Pope criticises 'deplorable' Belgian Church raid
Pope Benedict XVI on Sunday accused Belgian police of "deplorable methods" for raiding a bishops' meeting as part of a paedophilia probe, as Brussels said the Vatican was over-reacting.
The pontiff wrote a message of support to Andre-Joseph Leonard, archbishop of Brussels-Mechelen and the head of the Belgian bishops' conference, over the raid in which bishops were held for questioning.
"I want to express ... my closeness and solidarity in this moment of sadness, in which, with certain surprising and deplorable methods, searches were carried out including in the Mechelen cathedral and in the premises where the Belgian episcopate was meeting in plenary session," he said.
Thursday's raids came amid new claims of child abuse by members of the Catholic Church in Belgium, one of the countries rocked by recent revelations of paedophilia by priests in Europe and North America.
Vatican Secretary of State Cardinal Tarcisio Bertone said Saturday the detention of bishops during the raid was "serious and unbelievable", comparing it to the practices of communist regimes.
The Vatican has voiced anger over the confiscation of phones, computers, the archdiocese's accounting system and other items.
Belgian officials have stressed that investigating magistrates have full independence from the country's political leaders.
But Belgium's Justice Minister Stefaan De Clerck defended the police action in a series of television interviews on Sunday.
"The bishops were treated completely normally during the raid on the archdiocese and it is false to say that they received no food or drink," he said.
De Clerck said the Vatican's reaction was "a bit excessive" but was based on false information.
Bertone had claimed the bishops were held for nine hours without eating or drinking, but a spokesman for the Belgian archdiocese said Sunday the bishops had been well looked after.
Spokesman Eric De Beukelaer said that Bertone's remarks were "personal comments made in the heat of the moment."
The Belgian justice minister dismissed suggestions of a diplomatic incident with the Vatican.
But Fernand Keuleneer, lawyer for the Mechelen-Brussels archdiocese who has suggested it could sue the Belgian state over the raids, said the incident was certain to strain ties.
"There is of course a diplomatic aspect to this whole matter and I think perhaps the (instructing) judge did not really sufficiently consider the diplomatic aspects," he said.
The Brussels prosecutor has said the raid followed a string of accusations "denouncing abuse of minors committed by a certain number of Church figures."
Italy's Corriere della Sera said Belgian authorities acted out of frustration with the Church, which under a 1990s agreement was supposed to refer abuse cases to prosecutors to pursue.

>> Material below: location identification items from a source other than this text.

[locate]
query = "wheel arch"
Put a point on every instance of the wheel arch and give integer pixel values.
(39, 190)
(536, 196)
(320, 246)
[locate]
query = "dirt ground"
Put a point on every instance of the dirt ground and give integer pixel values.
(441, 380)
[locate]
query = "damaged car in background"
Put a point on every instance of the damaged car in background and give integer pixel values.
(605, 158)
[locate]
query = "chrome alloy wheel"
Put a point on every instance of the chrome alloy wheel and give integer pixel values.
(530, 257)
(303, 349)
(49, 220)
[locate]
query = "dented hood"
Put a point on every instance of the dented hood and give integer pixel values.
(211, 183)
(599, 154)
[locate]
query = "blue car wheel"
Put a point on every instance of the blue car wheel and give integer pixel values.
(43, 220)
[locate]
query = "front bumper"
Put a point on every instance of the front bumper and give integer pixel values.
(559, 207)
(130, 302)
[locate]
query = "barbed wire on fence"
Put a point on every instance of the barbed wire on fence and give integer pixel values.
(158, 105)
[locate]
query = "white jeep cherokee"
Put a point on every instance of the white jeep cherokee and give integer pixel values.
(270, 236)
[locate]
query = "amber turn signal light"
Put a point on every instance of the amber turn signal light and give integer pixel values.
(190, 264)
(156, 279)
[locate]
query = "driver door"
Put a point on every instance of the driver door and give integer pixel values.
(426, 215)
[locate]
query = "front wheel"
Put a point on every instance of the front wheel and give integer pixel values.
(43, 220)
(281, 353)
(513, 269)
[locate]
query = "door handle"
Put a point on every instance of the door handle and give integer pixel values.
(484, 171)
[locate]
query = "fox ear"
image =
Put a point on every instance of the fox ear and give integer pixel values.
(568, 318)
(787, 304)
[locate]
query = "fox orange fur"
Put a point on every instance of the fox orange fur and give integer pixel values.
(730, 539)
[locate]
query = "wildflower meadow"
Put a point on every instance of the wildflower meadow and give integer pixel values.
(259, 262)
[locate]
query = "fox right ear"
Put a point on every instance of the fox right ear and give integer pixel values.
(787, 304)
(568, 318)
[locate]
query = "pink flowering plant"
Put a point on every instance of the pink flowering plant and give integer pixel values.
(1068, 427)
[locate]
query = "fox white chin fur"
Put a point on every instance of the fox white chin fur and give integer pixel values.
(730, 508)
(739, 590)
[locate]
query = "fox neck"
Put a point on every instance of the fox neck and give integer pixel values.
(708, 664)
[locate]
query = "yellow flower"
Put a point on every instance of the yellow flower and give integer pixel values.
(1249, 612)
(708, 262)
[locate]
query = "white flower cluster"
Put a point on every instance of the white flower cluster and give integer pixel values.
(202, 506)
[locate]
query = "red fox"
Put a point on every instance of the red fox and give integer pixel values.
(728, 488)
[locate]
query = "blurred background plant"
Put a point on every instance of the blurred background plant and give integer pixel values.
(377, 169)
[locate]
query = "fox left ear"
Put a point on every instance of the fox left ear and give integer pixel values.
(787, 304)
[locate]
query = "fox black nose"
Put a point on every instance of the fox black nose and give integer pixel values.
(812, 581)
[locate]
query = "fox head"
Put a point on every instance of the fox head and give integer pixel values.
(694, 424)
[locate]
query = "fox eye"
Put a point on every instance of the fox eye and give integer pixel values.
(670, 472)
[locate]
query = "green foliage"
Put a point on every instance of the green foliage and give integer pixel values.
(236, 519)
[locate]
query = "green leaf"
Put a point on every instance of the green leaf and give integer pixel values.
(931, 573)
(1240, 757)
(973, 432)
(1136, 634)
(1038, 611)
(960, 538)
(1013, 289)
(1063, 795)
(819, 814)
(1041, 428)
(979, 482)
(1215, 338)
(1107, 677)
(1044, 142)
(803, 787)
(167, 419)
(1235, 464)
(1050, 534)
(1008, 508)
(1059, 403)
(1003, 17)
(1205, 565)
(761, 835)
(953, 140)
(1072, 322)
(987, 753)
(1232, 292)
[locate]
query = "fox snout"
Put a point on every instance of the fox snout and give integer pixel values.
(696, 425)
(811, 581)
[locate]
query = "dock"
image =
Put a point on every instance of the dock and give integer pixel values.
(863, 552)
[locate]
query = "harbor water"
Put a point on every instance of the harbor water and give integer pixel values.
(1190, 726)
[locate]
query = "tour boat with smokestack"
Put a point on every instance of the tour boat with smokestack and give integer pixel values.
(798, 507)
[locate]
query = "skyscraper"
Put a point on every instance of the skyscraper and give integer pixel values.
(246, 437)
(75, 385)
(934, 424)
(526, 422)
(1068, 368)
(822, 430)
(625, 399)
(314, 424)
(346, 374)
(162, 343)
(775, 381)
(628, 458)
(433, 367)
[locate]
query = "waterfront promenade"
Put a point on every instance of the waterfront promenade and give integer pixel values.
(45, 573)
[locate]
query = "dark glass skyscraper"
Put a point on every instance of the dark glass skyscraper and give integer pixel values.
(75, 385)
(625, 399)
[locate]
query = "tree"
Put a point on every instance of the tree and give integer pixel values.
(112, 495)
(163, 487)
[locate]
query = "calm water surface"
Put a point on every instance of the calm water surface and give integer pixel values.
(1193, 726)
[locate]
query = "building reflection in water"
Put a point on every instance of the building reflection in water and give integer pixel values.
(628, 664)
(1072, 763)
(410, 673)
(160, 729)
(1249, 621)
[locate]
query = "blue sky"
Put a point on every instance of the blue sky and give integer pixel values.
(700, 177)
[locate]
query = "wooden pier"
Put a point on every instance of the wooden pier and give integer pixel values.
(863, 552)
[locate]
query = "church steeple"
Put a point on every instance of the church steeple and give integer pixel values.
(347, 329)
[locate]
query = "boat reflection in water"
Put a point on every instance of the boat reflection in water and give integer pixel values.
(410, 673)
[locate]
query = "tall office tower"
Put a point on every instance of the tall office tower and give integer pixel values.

But in his letter Pope Benedict called for the respect of the Church's internal procedures for tackling abuse.
He stressed that the police raid targeted a meeting that was due to address "amongst other things, aspects linked to the abuse of minors by members of the clergy."
"I have myself repeated numerous times that these serious facts must be dealt with by civil law and by canon law, in reciprocal respect of the specificity and autonomy of each," added the pontiff.
The Belgian Church was rocked in April when its longest-serving bishop, 73-year-old Roger Vangheluwe, resigned after admitting sexually abusing a boy for years.
Police on Thursday also seized computer files at the home of Leonard's predecessor Godfried Danneels, who was Belgium's top cardinal for the past 20 years.
According to retired priest Dirk Deville, hundreds of cases of sexual abuse had been signalled to Danneels going back to the 1990s, leading to suspicions of a cover-up.